Get The Facts: Breastfeeding In The African American Community
A Feature By: Keyonda Noel
The decision to breastfeed my son was not something that my husband and I took lightly. As an African American woman, the odds were stacked against me. According to the Center for Disease Control, approximately 59 percent of black women breastfeed compared to 75 percent of white women. I understood early on that breastfeeding was a natural and recommended source of nutrients for my child. It also has numerous other benefits including bonding, as well as disease prevention and reduction for us both. As I began to research breastfeeding, I became aware of the many misconceptions that exist within the black community. So, let’s clear up a few of those myths.

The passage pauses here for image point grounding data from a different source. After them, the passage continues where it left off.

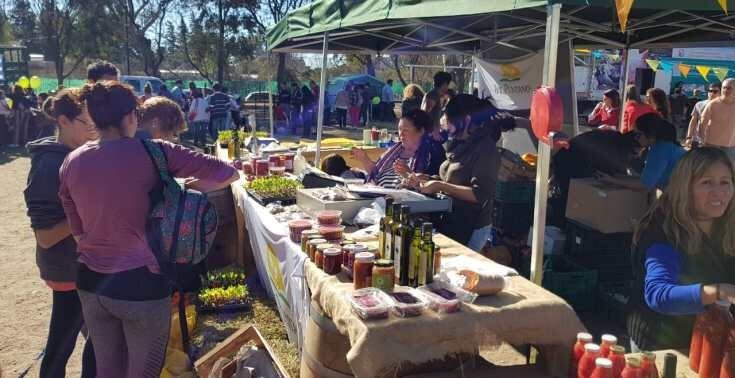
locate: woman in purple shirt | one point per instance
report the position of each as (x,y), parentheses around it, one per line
(104,191)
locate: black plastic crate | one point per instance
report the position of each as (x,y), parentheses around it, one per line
(584,241)
(512,218)
(574,283)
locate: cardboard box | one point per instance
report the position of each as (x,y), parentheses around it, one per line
(604,207)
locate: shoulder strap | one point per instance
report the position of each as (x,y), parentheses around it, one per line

Myth: Formula feeding is easier than breastfeeding.
Breastfeeding can be a quick and convenient way to feed to your baby. This is especially helpful when you are on the go or at 3 a.m. when your baby is hungry. Unlike formula, you do not have to sterilize, measure, mix or heat breastmilk. There is also the added bonus that as long as you are eating a healthy diet, drinking plenty of water and nursing/pumping regularly, breastmilk will be readily available for you when your baby wants it. So no midnight runs to the grocery store.
Myth: Breastfeeding makes your breasts sag.
Actually, it’s pregnancy that stretches the ligaments of your breast tissue, whether you breastfeed or not. Age, genetics and the number of pregnancies you’ve had also play a role.
Myth: Breastfeeding is painful and a large time commitment.
Breastfeeding should not be painful. In the beginning it may be difficult as your baby learns to properly latch, but long-term, breastfeeding should be pain free. If breastfeeding is painful or if your infant is having trouble latching, speak with a lactation consultant. It is important to get help early. Be sure to maintain proper nipple care which includes the use of nipple cream, allowing the nipples to air dry after feedings and if necessary, alternate feedings on each breasts. Breastfeeding creates an amazing opportunity for you to bond with your baby, and that is time you will never get back and you will cherish it forever.
Myth: Formula feeding is cheaper than breastfeeding.
Breastfeeding is FREE. According to kellymom.com, the average cost for formula in a year is about $1,600. As stated by the American Academy of Pediatrics, there are also reduced healthcare costs associated with breastfeeding because breastfed babies have lower rates of ear and respiratory infections, tooth decay, obesity, allergies, constipation, urinary tract infections and much more.
I have been breastfeeding my son for 11 months, and I plan to breastfeed him until he is at least a year old. This has been a long and rewarding journey. I would say there are a few lessons that I have learned along the way, but the best thing I ever did was educate myself about my options. I also attended classes about breastfeeding, built a support network that includes my husband and other breastfeeding moms, and I have an amazing lactation consultant on speed dial.